Во-первых, нельзя не признать, что стрелковая подготовка в русской армии образца 1854 года находилась в загоне. Или, попросту говоря, метко стрелять нижних чинов никто не учил. Как, впрочем, и офицеров. Маршировать, тянуть носок, держать равнение и совершать эволюции в строю и на посту — сколько угодно. Содержать обмундирование и оружие в идеальном состоянии — обязательно! За малейшее небрежение в форме следовало немедленное наказание, причем как самих солдат, так и их непосредственных начальников. Причем это касалось даже нестроевых во время похода. Но вот умения стрелять, от них никто не требовал!
Во-вторых, новое вооружение настоятельно требовало такой же обновленной тактики, но уставы при этом продолжали действовать старые! И спрашивать с командиров и начальников будут именно по этим устаревшим правилам…

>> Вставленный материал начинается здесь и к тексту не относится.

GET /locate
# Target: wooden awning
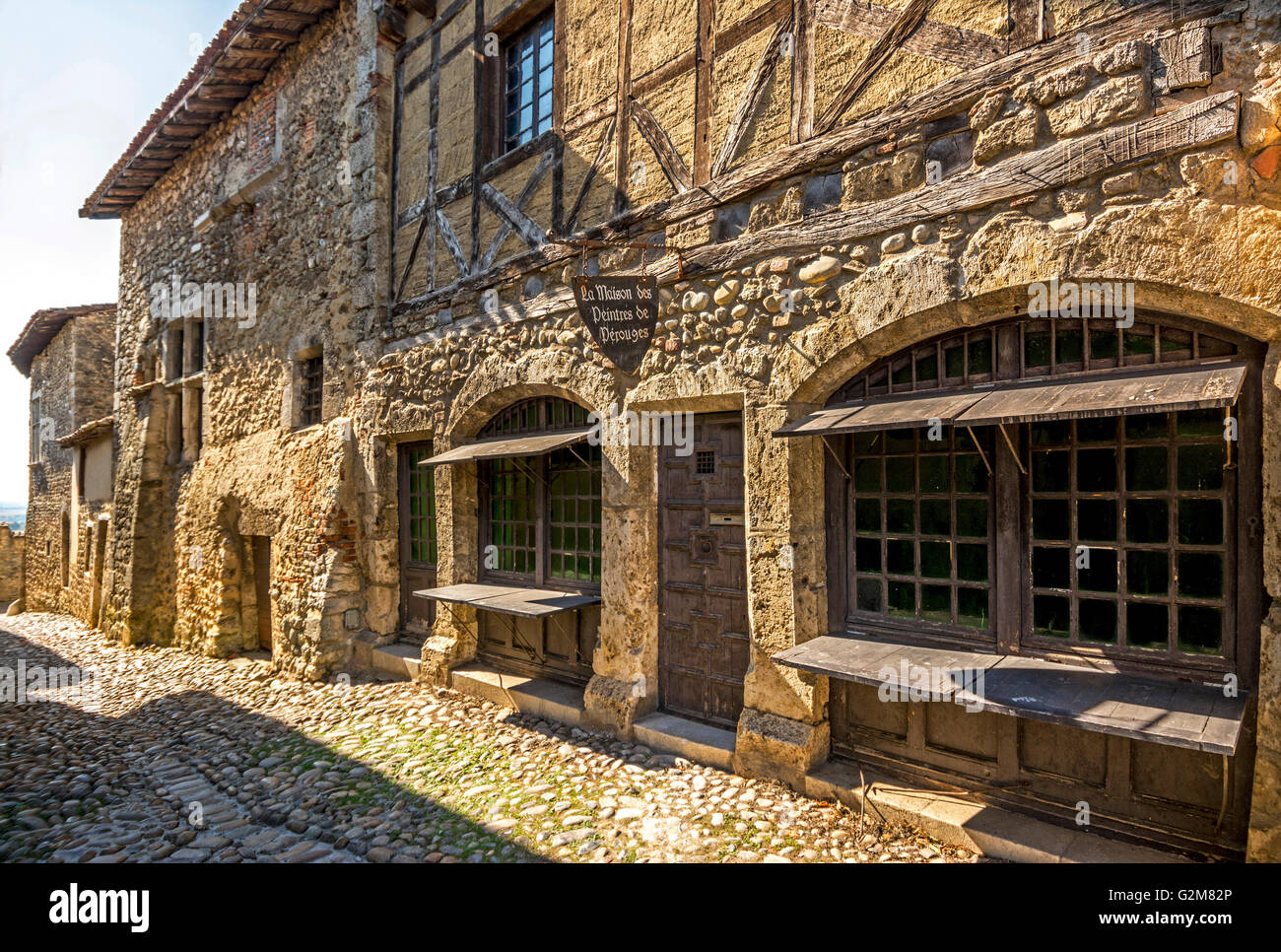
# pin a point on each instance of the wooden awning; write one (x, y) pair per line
(1182, 388)
(891, 413)
(510, 447)
(508, 600)
(1098, 395)
(1158, 710)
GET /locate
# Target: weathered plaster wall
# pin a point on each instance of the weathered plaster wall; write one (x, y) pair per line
(13, 547)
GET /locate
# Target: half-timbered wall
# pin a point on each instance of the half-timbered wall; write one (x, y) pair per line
(842, 179)
(820, 183)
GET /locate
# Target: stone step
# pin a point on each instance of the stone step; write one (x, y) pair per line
(687, 738)
(398, 660)
(537, 697)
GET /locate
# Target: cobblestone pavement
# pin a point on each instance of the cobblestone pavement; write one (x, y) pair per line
(178, 758)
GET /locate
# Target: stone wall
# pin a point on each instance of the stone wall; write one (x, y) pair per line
(862, 286)
(71, 378)
(792, 286)
(13, 546)
(287, 192)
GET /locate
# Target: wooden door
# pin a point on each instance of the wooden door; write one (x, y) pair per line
(417, 536)
(95, 609)
(703, 575)
(263, 588)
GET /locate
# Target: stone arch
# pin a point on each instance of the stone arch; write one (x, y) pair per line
(842, 357)
(496, 384)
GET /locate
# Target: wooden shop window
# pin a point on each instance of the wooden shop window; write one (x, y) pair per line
(542, 512)
(1030, 520)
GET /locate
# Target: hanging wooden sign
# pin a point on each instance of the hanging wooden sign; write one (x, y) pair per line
(622, 314)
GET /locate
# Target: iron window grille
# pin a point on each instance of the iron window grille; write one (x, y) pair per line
(422, 508)
(1126, 532)
(311, 379)
(542, 514)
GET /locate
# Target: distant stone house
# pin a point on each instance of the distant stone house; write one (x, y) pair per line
(67, 353)
(968, 303)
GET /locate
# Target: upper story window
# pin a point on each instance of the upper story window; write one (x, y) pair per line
(310, 389)
(36, 448)
(528, 82)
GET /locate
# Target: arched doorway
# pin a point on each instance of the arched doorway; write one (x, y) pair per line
(1074, 507)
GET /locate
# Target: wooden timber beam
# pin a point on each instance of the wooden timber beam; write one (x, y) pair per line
(889, 41)
(589, 178)
(952, 45)
(1196, 124)
(951, 98)
(669, 159)
(751, 95)
(265, 33)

Что толку требовать от людей, если после моего отбытия (а вечно главнокомандующим Крымской армии я оставаться не собираюсь) они будут вынуждены все забыть и продолжать служить, как будто никакой Альмы, Балаклавы или Кровавого леса просто не было⁈
Нужно как можно скорее менять уставы, пересматривать штаты, создавать наставления, но все это, к сожалению, не в моей компетенции. Это на флоте у меня есть относительная свобода, а вот в армии имеется собственный министр и целая куча генералов, которым никакой моряк не указ, будь он хоть трижды великим князем и победителем! Да бог с ними с генералами, ведь есть еще мой августейший родитель, для которого армия — любимая игрушка. И который ни при каких обстоятельствах не позволит отступить хоть на йоту от всех этих замшелых требований…
А вы говорите десант…
— Есть еще одно обстоятельство, о котором следует знать вашему высочеству, — нарушил затянувшееся молчание Муравьев. — Войска в Закавказье, что наши, что турецкие уже встали на зимние квартиры. Так что теперь, до самого апреля, а то и мая, через перевалы Саганлугского хребта не пойдет-с. И если мы решительно надавим, то не только Трапезунд, но и Батум, а вместе с ними весь Лазистанский санджак окажутся в наших руках. Решать, конечно, вам, но другого такого случая может и не представиться. Я же со своей стороны, могу твердо обещать, что весной, как только сойдет снег и просохнут дороги, двину корпус к Карсу, что исключит опасность нападения с юга.